You need two dependencies:

```
cargo add --build inarybay
cargo add inarybay-runtime
```

The latter has a few helper types and republished dependencies.

## Defining a schema

Some of the descriptions here are deserialization-oriented, but everything is naturally bidirectional, it's just easier to describe with a reference direction.

1. Create a schema `let schema = Schema::new()`
2. Create a root scope `let scope = schema.scope(...)`
3. Define nodes on `scope` like `scope.fixed_range`, `scope.int`, etc., connecting them as you go
4. Define rust root using `scope.rust_root`
5. Generate the code with `schema.generate` and write it to the file you want

## A note on arguments

- **`Node`** - all `Node*` types have an `.into()` which will convert them to `Node`. `Node` is basically a big enum of all the node types.
- **`id`** - these are used for variable names in the generated de/serialize code, as well as uniquely identifying nodes for error messages and loop-identification during graph traversal
- **`TokenStream`** - if an argument has this type, it means it wants some code that will be injected into the generated code. You can generate it with `quote!()` or `quote!{}` (equivalent, use whichever bracket you prefer) from the [quote](https://github.com/dtolnay/quote) crate. The code could be something as simple as a type (like `quote!(my::special::Type)`), an expression (`quote!(#source * 33)`), or multiple statements, depending on what the function requires.

## Troubleshooting

- **Error line numbers**

The build script uses panics to communicate build errors. By default in `build.rs` these are missing line numbers - to get line numbers do

```
CARGO_PROFILE_DEV_BUILD_OVERRIDE_DEBUG=true RUST_BACKTRACE=1 cargo build
```

- **Mismatched types**

When specifying constants using `quote!` using a variable, like `quote!(#i)`, `quote!` appends the literal type suffix. You may need to cast to the right number type before passing it to `quote!` to match the data type of whatever data it's being used with.

It may be possible to make this more type safe in a future update.

# Design and implementation

De/serialization is done as a dependency graph traversal - all dependencies are walked before any dependents.
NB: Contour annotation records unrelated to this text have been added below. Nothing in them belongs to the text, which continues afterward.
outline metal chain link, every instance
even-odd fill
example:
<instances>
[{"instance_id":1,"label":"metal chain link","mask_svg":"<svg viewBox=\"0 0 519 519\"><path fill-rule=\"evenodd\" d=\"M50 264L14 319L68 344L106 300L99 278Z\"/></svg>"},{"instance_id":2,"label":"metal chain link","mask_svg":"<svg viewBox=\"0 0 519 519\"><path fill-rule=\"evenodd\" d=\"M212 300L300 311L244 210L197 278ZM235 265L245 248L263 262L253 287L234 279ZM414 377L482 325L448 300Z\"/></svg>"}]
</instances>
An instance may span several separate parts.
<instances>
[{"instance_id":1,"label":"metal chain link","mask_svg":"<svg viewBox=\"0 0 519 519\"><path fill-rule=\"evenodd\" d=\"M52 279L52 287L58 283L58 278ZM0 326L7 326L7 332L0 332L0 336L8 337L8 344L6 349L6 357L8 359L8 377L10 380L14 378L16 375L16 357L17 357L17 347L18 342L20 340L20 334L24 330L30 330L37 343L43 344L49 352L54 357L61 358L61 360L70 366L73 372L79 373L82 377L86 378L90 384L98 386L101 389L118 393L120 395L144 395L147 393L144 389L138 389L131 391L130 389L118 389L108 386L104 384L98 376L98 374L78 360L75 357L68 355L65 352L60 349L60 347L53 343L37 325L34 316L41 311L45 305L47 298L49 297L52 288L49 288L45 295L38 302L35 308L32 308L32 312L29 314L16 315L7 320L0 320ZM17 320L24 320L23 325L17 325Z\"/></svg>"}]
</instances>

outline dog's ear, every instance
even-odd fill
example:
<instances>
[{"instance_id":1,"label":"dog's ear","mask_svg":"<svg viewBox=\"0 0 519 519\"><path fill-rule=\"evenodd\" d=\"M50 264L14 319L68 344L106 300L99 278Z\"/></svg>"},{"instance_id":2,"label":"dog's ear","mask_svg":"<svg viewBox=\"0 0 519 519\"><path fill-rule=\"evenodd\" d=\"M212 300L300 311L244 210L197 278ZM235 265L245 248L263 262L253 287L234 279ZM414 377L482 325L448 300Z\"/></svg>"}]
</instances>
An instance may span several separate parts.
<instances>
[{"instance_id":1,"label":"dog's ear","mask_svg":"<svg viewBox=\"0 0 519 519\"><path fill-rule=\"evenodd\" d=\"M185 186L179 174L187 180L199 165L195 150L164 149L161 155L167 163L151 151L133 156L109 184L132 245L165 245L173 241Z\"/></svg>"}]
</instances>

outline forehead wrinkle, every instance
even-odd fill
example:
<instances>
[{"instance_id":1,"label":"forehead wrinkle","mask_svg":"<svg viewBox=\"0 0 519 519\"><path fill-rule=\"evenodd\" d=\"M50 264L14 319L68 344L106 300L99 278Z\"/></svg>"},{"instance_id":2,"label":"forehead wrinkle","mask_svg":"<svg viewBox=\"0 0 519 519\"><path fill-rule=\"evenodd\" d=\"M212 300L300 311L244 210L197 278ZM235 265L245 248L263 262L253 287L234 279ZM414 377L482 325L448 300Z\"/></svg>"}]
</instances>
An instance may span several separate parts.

For serialization, the root of the graph is the file/socket/whatever - it depends on each serial segment, which depends on individual data serializations from fields. Later segments depend on earlier segments, so the earlier segments get written first.

For deserialization, the root of the graph is the root rust type, like a rust struct - the root depends on each field to be read, which depends on data transformations, which depend on segments being read. Again, like for serialization, each serial segment depends on the previous segment so that segment is read before the next.

## Nesting

Nested objects, like arrays and enums, are treated as single nodes with their own graphs internally. I feel like it should be possible to unify this in a single graph but I haven't come up with a way to do it yet.

## Writing and memory use

Right now, each node allocates memory for its output when writing. I would like to write directly to the output stream without allocating extra buffers, but at the moment that would make the following scenario difficult. Consider the graph:

- Serial enum tag
- Serial `X`
- Serial `Y`
- Serial enum
- Variant
- Serial integer `Z`
- Custom node, uses `Z` and `X`

The custom node does some complex processing during transformation.

During serialization, the variant node produces three outputs: the enum tag, the enum, and `X`. `Y` needs to be written between `X` and the enum, so there are two options:

1. Serialize to variables, then write the variables in order
2. Descend into the enum multiple times

2 would allow direct writing to the stream with no temporary buffers, but both `X` and `Z` depend on the custom node, so each descent would need to redo the custom node's transformations, or else somehow per-variant temporary values would need to be stored between descents into the enum.

It may be possible to do that, but it would be significantly more complicated and I don't think the memory use is excessive at the moment.